Posted on 04/24/2002 11:49:11 PM PDT by

April 24, 2002

By Liza Porteus , National Journal's Technology Daily

White House Homeland Security Director Tom Ridge on Tuesday said the high-tech sector is making instrumental contributions to the Bush administration as it cultivates a national homeland security strategy.

Homeland security efforts will depend on technologies such as biometrics, next-generation detection devices designed to find traces of chemical or biological agents, dashboard electronics to ensure efficient border crossing for trucks and other vehicles, simulation software, and advanced encryption-standard codes, Ridge said during a dinner speech at the Electronic Industries Alliance's annual conference.

Such advances are "more proof that the market doesn't need the government's permission to meet the needs of America," Ridge said. "This entrepreneurial spirit is a potent weapon against terrorism. ... Our homeland security effort must tap into this energy."

The administration is increasing partnerships with the private sector in its anti-terrorism efforts, Ridge said. President Bush's Critical Infrastructure Protection Board is creating "model government-industry partnerships" to harness the intellect of all sectors, he said.

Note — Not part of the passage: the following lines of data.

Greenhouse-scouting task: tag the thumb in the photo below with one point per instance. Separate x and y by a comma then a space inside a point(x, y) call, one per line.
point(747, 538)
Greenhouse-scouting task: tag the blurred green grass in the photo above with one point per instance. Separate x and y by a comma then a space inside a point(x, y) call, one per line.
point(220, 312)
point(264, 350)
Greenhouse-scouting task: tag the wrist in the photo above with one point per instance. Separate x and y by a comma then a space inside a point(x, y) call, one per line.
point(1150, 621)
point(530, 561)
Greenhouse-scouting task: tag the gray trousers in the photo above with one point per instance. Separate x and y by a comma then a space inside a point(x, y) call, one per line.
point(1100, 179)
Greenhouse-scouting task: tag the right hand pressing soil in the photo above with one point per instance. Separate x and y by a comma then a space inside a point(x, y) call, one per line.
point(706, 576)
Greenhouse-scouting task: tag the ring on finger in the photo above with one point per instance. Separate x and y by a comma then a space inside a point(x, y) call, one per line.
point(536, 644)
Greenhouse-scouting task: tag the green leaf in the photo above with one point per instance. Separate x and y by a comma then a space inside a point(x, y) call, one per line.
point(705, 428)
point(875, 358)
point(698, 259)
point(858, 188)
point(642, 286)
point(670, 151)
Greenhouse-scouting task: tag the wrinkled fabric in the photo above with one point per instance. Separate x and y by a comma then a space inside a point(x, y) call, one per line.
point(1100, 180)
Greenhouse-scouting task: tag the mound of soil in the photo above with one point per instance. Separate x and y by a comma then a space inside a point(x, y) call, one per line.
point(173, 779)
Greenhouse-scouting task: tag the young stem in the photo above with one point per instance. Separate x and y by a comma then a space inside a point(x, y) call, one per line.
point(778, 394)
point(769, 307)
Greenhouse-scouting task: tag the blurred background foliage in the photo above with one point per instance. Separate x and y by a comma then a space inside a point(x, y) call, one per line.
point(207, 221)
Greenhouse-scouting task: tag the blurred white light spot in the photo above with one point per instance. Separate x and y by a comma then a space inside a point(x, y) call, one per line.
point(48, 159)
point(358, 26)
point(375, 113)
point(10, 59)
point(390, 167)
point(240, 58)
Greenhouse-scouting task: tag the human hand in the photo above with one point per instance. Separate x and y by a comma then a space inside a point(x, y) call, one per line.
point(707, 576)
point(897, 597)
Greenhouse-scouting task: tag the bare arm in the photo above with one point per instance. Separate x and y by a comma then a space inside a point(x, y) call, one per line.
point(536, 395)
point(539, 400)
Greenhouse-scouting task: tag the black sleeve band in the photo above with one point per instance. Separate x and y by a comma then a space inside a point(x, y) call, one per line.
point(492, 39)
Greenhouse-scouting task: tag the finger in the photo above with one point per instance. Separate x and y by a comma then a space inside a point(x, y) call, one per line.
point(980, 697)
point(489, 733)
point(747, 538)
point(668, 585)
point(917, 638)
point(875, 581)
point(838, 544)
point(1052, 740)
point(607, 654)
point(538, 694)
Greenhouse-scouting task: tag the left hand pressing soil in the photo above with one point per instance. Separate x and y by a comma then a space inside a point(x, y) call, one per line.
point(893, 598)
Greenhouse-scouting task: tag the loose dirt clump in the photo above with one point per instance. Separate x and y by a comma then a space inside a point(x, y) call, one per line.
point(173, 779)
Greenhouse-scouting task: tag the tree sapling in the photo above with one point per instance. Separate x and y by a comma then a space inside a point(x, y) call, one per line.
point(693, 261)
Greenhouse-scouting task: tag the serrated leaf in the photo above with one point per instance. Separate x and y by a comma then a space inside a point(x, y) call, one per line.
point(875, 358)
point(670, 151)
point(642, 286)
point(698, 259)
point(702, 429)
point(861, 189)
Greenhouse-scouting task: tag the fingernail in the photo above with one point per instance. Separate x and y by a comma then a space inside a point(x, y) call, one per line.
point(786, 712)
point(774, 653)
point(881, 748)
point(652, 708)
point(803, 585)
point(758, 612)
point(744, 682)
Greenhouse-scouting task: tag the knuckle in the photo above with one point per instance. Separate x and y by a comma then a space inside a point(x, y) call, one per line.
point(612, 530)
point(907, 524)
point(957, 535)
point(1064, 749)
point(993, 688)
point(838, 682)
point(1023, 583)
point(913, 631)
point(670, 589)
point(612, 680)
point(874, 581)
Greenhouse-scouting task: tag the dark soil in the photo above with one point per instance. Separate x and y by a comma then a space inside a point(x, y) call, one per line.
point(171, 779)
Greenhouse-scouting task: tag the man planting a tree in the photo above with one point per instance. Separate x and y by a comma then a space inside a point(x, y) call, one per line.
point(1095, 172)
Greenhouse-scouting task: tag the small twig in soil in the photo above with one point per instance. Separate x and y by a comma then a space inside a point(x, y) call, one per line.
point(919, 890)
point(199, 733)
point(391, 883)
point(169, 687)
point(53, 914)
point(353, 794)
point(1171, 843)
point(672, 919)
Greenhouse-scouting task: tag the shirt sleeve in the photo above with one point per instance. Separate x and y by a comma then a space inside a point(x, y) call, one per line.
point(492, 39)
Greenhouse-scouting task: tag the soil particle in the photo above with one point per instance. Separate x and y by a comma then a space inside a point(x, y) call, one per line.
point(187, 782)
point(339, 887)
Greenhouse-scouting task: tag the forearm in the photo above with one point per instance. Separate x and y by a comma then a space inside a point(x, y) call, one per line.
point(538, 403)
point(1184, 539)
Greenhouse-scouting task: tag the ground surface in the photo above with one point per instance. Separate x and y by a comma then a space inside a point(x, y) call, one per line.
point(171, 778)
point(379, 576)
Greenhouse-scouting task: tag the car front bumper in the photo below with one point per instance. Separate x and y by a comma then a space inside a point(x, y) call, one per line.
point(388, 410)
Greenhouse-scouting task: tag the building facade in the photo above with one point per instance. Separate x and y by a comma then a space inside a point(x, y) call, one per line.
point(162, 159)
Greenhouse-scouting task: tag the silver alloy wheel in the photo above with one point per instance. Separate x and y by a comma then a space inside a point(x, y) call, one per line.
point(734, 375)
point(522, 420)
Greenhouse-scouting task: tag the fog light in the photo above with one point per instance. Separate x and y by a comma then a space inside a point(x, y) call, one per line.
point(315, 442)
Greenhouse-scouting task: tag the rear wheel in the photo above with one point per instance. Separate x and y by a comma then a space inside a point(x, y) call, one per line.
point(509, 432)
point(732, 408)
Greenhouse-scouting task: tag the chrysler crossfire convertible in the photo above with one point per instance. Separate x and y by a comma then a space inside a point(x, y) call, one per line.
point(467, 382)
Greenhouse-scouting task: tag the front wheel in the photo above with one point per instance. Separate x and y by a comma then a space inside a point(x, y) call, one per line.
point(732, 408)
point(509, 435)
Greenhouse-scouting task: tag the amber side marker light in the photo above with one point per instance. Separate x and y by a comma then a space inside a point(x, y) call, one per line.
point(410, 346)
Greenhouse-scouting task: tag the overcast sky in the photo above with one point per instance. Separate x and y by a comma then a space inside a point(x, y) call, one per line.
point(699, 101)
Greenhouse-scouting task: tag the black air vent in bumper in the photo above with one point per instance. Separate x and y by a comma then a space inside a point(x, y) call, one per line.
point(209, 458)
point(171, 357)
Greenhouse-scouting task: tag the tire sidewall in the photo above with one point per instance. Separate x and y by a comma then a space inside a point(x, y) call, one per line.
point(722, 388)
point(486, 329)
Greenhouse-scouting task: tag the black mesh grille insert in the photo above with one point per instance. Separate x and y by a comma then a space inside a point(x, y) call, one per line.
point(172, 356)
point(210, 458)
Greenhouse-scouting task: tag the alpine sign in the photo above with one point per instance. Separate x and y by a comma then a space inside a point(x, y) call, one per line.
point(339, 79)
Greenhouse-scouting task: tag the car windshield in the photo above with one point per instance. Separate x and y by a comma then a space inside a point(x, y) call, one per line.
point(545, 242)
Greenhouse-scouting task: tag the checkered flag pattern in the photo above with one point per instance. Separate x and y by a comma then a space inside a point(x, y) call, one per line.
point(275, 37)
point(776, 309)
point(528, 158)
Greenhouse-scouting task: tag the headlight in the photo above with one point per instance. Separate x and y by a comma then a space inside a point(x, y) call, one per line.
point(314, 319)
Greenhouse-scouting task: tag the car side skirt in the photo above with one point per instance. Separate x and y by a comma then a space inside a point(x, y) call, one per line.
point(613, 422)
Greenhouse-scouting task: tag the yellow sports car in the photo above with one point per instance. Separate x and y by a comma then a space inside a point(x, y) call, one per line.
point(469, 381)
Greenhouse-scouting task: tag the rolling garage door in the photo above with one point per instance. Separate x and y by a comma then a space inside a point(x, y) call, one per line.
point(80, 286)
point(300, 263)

The administration also is working with the National Cybersecurity Alliance to empower businesses and private citizens to fortify themselves against cyber attacks. The alliance is an online education campaign launched in February and includes high-tech associations and companies such as AOL Time Warner, Apple Computer, AT&T, Microsoft, Symantec and WorldCom. Government agencies participating in the alliance include the Critical Infrastructure Assurance Office, the National Infrastructure Protection Center, the Defense Department and the General Services Administration.

Ridge also said federal laws such as the anti-terrorism bill enacted last fall are helping to integrate technology into the legal process to bring it into the 21st century.

He said technology underlies all four of the administration's homeland security efforts-- border security, information sharing and information technology, bioterrorism, and the "first responders" to emergencies. Interoperable communication systems, national surveillance networks on diseases and entry-exit visa systems all depend on innovation from the private sector, he said. The administration has allotted $15 billion for information technology in its proposed fiscal 2003 budget, with $4 billion of that going for IT security.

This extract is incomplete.